Die Verstöße lagen beispielsweise häufig in manipulierten Überweisungsträgern oder gezielten Falschangaben, um nicht-US-sanktionskonforme Zahlungen über das US-Finanzsystem abzuwickeln. In einem anderen Fall wurde die hausinterne Geldwäschecompliance so manipuliert, dass Finanztransaktionen, mit denen mexikanisches Drogengeld gewaschen wurde, nicht auffielen. Die angeführten Beispiele sollen lediglich aufzeigen, dass den massiven Strafzahlungen in der Regel auch massive und vorsätzliche Sanktionsverstöße zugrunde lagen, die mit der Situation im Fall eines Snap-backs nicht unbedingt vergleichbar sind und dementsprechend eine andere Behandlung nahelegen.

Mögliche Risikobegrenzung

Zur Vorbeugung etwaiger Verstöße kann auch auf Vorabgenehmigungs- und Klärungsmöglichkeiten zurückgegriffen werden. Auf US-Seite sei hier beispielsweise die General Licence H für europäische Tochterunternehmen US-amerikanischer Unternehmen genannt. Daneben sind aber – was weniger bekannt ist – auch Einzelfallklärungen mit der OFAC möglich. Das Risiko der Wiedereinführung von Sanktionen gegen den Iran lässt sich für Exporteure und Banken zudem teilweise durch Vertragsklauseln z.B. in einem Kreditvertrag absichern. Allerdings müssen solche Klauseln nicht zuletzt wegen der Antiboykottvorschriften (Stichwort § 7 AWV) gesetzeskonform formuliert werden. Aufgrund des in den US-FAQs de facto formulierten Gleichlaufs mit der Rückzahlung von Krediten nach EU-Sanktionsrecht dürften sich spezifische Regelungen für diesen Fall ggf. ohnehin erübrigen. Bei Geschäften mit Iran-Bezug müssen also Chancen und Risiken noch umfassender analysiert werden als bei Transaktionen in andere Länder. Allerdings lohnt es sich, auch in diesem Zusammenhang die Analyse auf der Basis der gegebenen (rechtlichen) Fakten durchzuführen und die Risiken präzise zu bestimmen.
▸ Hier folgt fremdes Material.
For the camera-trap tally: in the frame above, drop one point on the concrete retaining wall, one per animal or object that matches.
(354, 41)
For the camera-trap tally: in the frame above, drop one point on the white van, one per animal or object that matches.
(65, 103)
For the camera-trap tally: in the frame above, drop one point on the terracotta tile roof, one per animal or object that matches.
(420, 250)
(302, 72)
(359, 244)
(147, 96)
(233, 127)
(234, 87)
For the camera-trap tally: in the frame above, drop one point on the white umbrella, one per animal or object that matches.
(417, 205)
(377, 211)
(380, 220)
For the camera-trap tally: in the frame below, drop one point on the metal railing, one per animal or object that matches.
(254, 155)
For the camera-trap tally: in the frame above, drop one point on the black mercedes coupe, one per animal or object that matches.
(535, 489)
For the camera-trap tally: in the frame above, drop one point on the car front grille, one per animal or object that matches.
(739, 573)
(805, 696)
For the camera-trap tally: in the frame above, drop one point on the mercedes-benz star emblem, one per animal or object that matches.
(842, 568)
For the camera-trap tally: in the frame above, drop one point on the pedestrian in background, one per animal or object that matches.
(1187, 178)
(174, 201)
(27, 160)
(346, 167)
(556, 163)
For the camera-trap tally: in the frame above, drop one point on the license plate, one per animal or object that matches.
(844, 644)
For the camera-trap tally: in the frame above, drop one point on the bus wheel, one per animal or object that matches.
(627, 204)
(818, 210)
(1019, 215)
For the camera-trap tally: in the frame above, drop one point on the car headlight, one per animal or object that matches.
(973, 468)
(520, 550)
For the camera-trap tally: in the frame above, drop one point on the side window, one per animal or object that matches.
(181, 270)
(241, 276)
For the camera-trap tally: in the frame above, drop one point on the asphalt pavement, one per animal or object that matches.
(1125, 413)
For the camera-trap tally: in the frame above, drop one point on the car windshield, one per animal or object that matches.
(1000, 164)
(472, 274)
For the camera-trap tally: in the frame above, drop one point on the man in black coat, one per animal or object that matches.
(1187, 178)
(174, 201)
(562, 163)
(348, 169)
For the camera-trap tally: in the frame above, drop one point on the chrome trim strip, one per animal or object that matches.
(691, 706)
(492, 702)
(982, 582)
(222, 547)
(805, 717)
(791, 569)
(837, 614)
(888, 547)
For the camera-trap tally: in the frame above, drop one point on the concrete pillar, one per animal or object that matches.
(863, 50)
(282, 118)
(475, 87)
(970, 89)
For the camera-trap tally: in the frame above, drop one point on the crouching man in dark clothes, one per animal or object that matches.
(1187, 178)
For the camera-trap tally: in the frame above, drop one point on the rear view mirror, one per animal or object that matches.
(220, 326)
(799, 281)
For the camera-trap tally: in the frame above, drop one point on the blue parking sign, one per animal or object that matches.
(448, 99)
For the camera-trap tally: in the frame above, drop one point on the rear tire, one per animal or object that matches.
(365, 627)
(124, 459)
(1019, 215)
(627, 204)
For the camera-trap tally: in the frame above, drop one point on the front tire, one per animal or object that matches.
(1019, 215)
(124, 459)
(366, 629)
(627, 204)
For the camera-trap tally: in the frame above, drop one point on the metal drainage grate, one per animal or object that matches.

Absicherung von Risiken durch Exportkreditgarantien des Bundes

Mit den verschiedenen Produkten, die im Rahmen der Exportkreditgarantien angeboten werden (sog. „Hermesdeckungen“), sichert der Bund wirtschaftliche und politische Risiken im Zusammenhang mit einem Exportgeschäft ab. Nachdem der Iran seine Altschulden aus früheren hermesgedeckten Geschäften am 20. Juni 2016 getilgt hat, werden grundsätzlich wieder Garantien für Geschäfte mit Iran-Bezug übernommen. Die ersten Anträge für 22 Exportgeschäfte mit einem Gesamtvolumen in Höhe von ca. 427 Mio EUR wurden bereits positiv entschieden. Über 20 weitere Anträge mit einem Deckungsvolumen von ca. 2,3 Mrd EUR sind gestellt und werden derzeit geprüft. Bislang wurden vor allem Geschäfte mit kurzfristigen Zahlungsbedingungen gedeckt. Unter den zu prüfenden Anträgen finden sich allerdings auch Geschäfte zu Kreditbedingungen.

Das Snap-back-Risiko wird seitens des Bundes im Schadensfall wie das Risiko der Neueinführung von Sanktionen behandelt.

Ausblick

Gerade im Hinblick auf die regulatorischen Bedingungen (z.B. Standards zur Geldwäsche und zur Terrorismusfinanzierung, Bilanzen, Ratings) haben die iranischen Banken bereits erhebliche Fortschritte erzielt. Neben der Europäisch-Iranischen Handelsbank gibt es auch weitere Banken, die bereits Iran-Geschäfte finanzieren. Auch verschiedene – bislang eher kleine – deutsche Banken sind im Iran-Geschäft tätig. Trotz gewisser Unsicherheiten hinsichtlich der Politik der neuen US-Administration lohnt die genaue Prüfung der Risiken, aber auch der Möglichkeiten in Bezug auf zukünftige Iran-Geschäfte. Selbst das US-Recht verhindert bei sorgfältiger Ausgestaltung der Transaktion keineswegs das Iran-Geschäft von EU-Tochterunternehmen von US-Gesellschaften, und auch die Finanzierung ist – entgegen häufig geäußerter Befürchtungen – sowohl rechtlich als auch praktisch möglich.